Toxicity in generative AI arises with the creation of offensive or inappropriate content. This issue has a long history in generative AI, such as when the Tay chatbot infamously began to publicly generate racist and sexist output. Because generative AI models are shaped by vast amounts of data scraped from the internet — a place not known for its decorum — toxic content plagues many generative AI systems. Indeed, toxicity is such an issue that it has given rise to a whole new field of study in AI research known as “detoxification.”

Privacy harms

There are a host of ways that generative AI models can create privacy harms. Sometimes personally identifying information is contained in the training data itself, which can be hacked by adversarial users. Other times, sensitive information from other users might be leaked by the model unintentionally, as occurred with the South Korean chatbot Lee Luda. Generative AI models might even directly violate company privacy policies, such as falsely telling users they have limited access to their data and thereby engaging in fraud.

The list of degradation objectives is often long, ranging from the objectives outlined above to harms like intellectual property infringement, contractual violations, and much more. As generative AI systems are deployed in a growing number of environments, from health care to legal and finance, that list is likely to grow longer.

Attacks on Generative AI

Once we’ve determined the composition of the red team, the liabilities and associated degradation objectives to guide testing, the fun part begins: attacking the model.

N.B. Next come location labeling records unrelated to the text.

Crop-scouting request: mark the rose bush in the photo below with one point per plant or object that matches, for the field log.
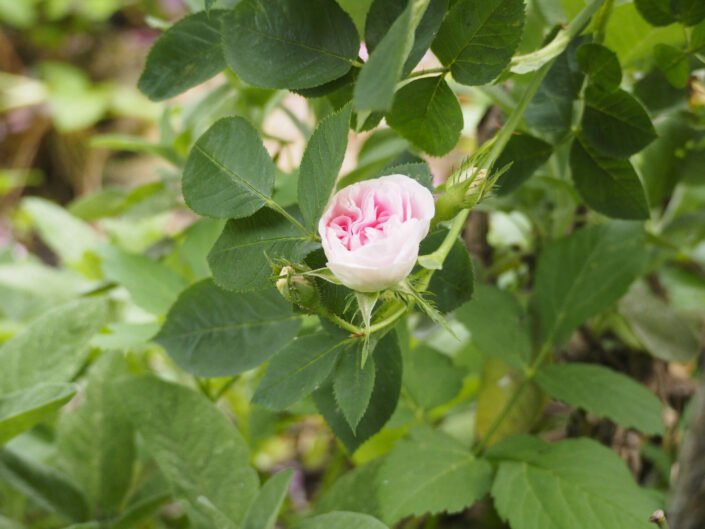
(371, 231)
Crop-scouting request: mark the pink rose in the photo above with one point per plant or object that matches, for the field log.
(371, 231)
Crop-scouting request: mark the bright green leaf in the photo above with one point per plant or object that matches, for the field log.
(214, 333)
(289, 43)
(427, 113)
(223, 181)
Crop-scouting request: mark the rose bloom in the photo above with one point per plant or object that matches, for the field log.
(372, 229)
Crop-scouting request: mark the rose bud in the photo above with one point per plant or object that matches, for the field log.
(371, 231)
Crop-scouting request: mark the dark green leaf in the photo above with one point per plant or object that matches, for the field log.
(605, 393)
(298, 369)
(600, 64)
(289, 43)
(526, 154)
(430, 473)
(43, 485)
(22, 409)
(477, 39)
(427, 113)
(615, 123)
(53, 347)
(240, 259)
(430, 378)
(595, 488)
(320, 165)
(498, 325)
(214, 333)
(451, 286)
(585, 272)
(608, 185)
(353, 385)
(95, 446)
(198, 450)
(383, 402)
(263, 512)
(229, 172)
(187, 54)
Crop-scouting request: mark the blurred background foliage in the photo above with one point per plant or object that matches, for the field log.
(90, 203)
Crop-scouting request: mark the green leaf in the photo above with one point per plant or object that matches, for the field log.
(187, 54)
(430, 473)
(289, 43)
(342, 520)
(477, 39)
(44, 486)
(53, 347)
(198, 450)
(263, 512)
(320, 165)
(498, 385)
(608, 185)
(453, 285)
(605, 393)
(379, 76)
(430, 378)
(600, 64)
(584, 273)
(22, 409)
(95, 446)
(595, 488)
(353, 385)
(498, 325)
(153, 286)
(665, 333)
(673, 62)
(222, 181)
(240, 259)
(210, 332)
(383, 402)
(427, 113)
(298, 369)
(615, 123)
(525, 154)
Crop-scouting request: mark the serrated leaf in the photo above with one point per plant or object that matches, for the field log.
(298, 369)
(289, 43)
(430, 473)
(477, 39)
(95, 447)
(263, 512)
(44, 485)
(210, 332)
(53, 347)
(615, 123)
(525, 154)
(498, 325)
(22, 409)
(240, 259)
(222, 181)
(584, 273)
(353, 385)
(152, 285)
(608, 185)
(595, 487)
(198, 450)
(600, 64)
(342, 520)
(187, 54)
(427, 113)
(320, 165)
(430, 378)
(383, 402)
(603, 392)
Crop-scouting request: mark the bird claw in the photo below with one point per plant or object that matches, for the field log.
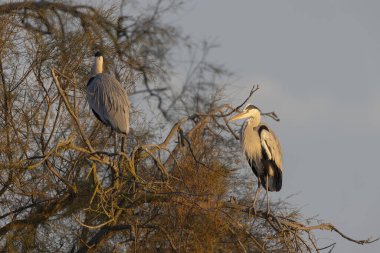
(251, 210)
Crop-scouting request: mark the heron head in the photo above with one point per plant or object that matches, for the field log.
(98, 53)
(249, 111)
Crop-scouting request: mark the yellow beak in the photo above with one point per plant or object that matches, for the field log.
(241, 115)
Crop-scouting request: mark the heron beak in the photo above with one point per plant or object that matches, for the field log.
(241, 115)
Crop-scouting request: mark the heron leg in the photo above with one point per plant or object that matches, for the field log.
(115, 166)
(115, 136)
(256, 194)
(267, 178)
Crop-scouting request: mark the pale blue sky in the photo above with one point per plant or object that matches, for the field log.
(318, 65)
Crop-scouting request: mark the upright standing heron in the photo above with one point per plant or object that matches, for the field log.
(107, 98)
(262, 150)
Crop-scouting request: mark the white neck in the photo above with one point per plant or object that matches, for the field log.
(97, 68)
(254, 121)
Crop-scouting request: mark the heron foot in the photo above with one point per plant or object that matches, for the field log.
(251, 210)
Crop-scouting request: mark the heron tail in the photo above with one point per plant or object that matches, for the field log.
(274, 180)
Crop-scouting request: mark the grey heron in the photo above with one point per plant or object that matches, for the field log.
(262, 150)
(107, 98)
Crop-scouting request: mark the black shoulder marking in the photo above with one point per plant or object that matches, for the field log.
(89, 81)
(98, 117)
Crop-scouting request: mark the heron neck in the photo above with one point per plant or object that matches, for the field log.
(97, 68)
(254, 122)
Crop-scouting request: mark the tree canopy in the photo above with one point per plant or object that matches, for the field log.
(175, 186)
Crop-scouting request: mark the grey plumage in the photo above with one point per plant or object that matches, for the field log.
(107, 98)
(261, 148)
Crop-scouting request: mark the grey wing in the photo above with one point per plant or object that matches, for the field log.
(271, 146)
(109, 101)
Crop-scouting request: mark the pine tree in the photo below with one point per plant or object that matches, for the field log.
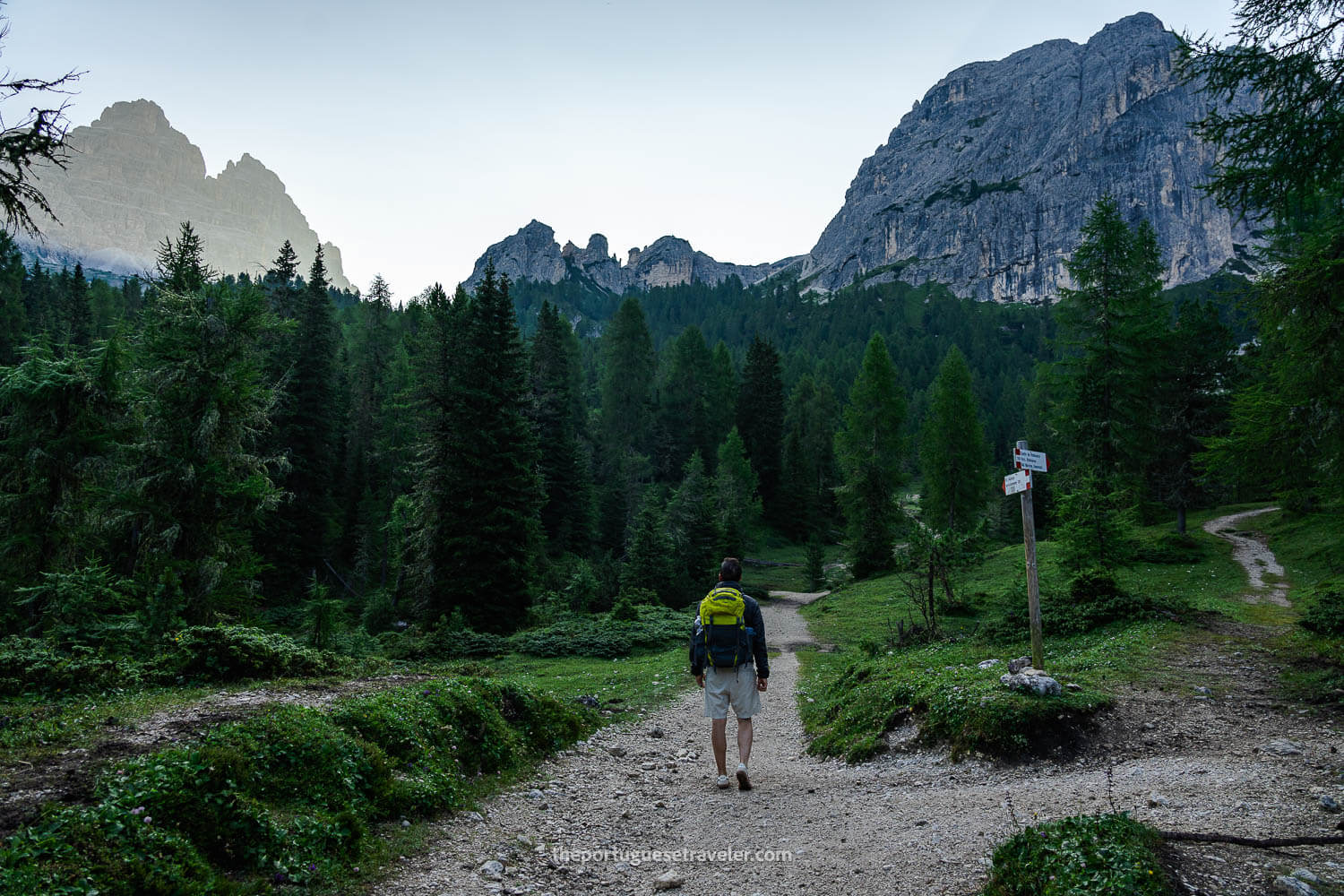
(1110, 331)
(693, 520)
(625, 424)
(650, 554)
(367, 495)
(308, 430)
(182, 266)
(198, 485)
(809, 473)
(478, 530)
(871, 452)
(683, 413)
(761, 417)
(1193, 405)
(569, 512)
(953, 454)
(737, 490)
(13, 314)
(77, 312)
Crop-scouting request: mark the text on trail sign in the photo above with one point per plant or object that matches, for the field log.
(1019, 481)
(1024, 460)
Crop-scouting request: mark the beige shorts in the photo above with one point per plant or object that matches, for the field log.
(737, 686)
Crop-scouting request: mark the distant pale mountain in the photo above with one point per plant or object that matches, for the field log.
(986, 183)
(534, 254)
(134, 179)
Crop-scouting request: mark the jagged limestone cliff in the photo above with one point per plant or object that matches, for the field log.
(534, 254)
(134, 179)
(986, 183)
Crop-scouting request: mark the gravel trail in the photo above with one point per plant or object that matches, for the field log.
(1252, 551)
(905, 823)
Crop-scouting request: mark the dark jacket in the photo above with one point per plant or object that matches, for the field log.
(754, 622)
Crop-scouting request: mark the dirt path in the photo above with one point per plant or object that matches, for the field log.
(905, 823)
(1252, 551)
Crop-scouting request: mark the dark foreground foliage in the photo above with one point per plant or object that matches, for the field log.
(288, 797)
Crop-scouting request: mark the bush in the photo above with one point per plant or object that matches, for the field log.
(32, 665)
(607, 635)
(962, 707)
(1322, 610)
(1080, 856)
(231, 653)
(288, 796)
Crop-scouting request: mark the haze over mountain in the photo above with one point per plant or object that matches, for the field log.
(986, 183)
(132, 179)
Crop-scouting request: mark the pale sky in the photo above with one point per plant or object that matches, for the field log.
(414, 134)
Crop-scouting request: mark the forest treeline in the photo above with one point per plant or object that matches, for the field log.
(201, 447)
(198, 447)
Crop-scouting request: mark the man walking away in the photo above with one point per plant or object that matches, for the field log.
(728, 635)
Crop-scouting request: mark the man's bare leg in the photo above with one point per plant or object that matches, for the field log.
(719, 737)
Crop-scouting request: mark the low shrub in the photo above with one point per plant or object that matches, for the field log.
(1080, 856)
(607, 635)
(1322, 610)
(34, 665)
(231, 653)
(285, 797)
(962, 707)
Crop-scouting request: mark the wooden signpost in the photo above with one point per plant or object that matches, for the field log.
(1019, 482)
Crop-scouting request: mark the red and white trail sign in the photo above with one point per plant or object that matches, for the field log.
(1026, 460)
(1019, 481)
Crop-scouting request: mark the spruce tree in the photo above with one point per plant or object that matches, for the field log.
(648, 560)
(761, 417)
(683, 413)
(78, 316)
(13, 314)
(953, 454)
(871, 452)
(569, 512)
(809, 473)
(308, 430)
(1110, 331)
(478, 532)
(182, 266)
(625, 422)
(737, 490)
(693, 520)
(198, 484)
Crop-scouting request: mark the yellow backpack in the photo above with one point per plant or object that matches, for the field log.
(723, 626)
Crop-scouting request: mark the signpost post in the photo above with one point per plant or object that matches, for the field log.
(1026, 461)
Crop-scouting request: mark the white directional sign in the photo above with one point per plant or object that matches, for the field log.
(1019, 481)
(1024, 460)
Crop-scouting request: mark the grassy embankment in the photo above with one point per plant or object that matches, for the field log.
(317, 798)
(851, 697)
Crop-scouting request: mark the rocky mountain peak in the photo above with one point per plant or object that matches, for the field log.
(986, 183)
(534, 254)
(132, 180)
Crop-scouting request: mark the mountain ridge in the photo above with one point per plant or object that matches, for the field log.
(132, 179)
(986, 183)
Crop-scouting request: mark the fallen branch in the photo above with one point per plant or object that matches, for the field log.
(1271, 842)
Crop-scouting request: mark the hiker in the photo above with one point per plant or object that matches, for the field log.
(728, 634)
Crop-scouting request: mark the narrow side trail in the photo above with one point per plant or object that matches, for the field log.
(902, 823)
(1252, 551)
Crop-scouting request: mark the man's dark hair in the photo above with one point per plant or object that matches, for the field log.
(730, 570)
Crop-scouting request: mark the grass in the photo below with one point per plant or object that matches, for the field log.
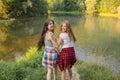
(29, 68)
(93, 71)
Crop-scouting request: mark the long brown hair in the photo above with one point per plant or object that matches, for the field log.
(45, 29)
(69, 30)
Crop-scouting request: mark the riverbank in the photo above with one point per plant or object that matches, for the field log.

There are a wide variety of methods red teams can use. At Luminos.Law, we break our attack plans into two categories: manual and automated. We’ll largely focus on manual attacks here, but it’s worth noting that a large body of research and emerging tools make automated attacks an increasingly important part of red teaming. There are also many different open source datasets that can be used to test these systems. (Here is one paper that provides a general overview of many such datasets.)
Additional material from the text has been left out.